Previous epidemiological studies have shown that the TyG index was a well-known predictor for the development of diabetes mellitus [26]. Our results indicated that the TyG index predicted the subsequent occurrence of HTN in a positive and dose-dependent manner. Therefore, the early detection of the TyG index may be beneficial for early interventions to prevent HTN among the Chinese population.

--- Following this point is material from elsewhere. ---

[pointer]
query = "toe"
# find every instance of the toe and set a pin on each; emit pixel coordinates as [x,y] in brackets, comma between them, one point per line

The major strengths of this study were the 9-year longitudinal population-based study and the large number of the subjects. This longitudinal study also expanded the observation to establish the temporal sequence between the TyG index and the later risk of HTN in China. Moreover, the selection bias was less likely to appear in the present study as annual health check-ups in state-owned companies are mandatory in China. However, certain limitations also exist in this study. First, fasting insulin was not obtained due to the lack of relevant devices. Second, we did not record the information on nutritional habits or energy intake in this study. Although we did not adjust for this possible confounding factor, we used other additional covariates indirectly related to nutritional habits, such as BMI or cholesterol. Third, taking lipid-lowering medications or nutraceuticals might have influenced the lipids or the TyG index values. However, the percentage of subjects on these agents was towards the null, we did not think that it would influence the results. Fourth, physical activity may affect the blood pressure or lipids. However, the duration and intensity of our subjects’ physical activity in this study was almost similar, we did not think it would affect the results either. Finally, all subjects in the present study were enrolled from one hospital, so the conclusions may differ from the general population. Given these limitations, further studies should be carried out to clarify the above factors.

Conclusion

In conclusion, our study showed that the TyG index independently predicted the incident HTN. These findings suggested that the TyG index should be introduced to the routine check-ups, which could benefit for the prevention of HTN.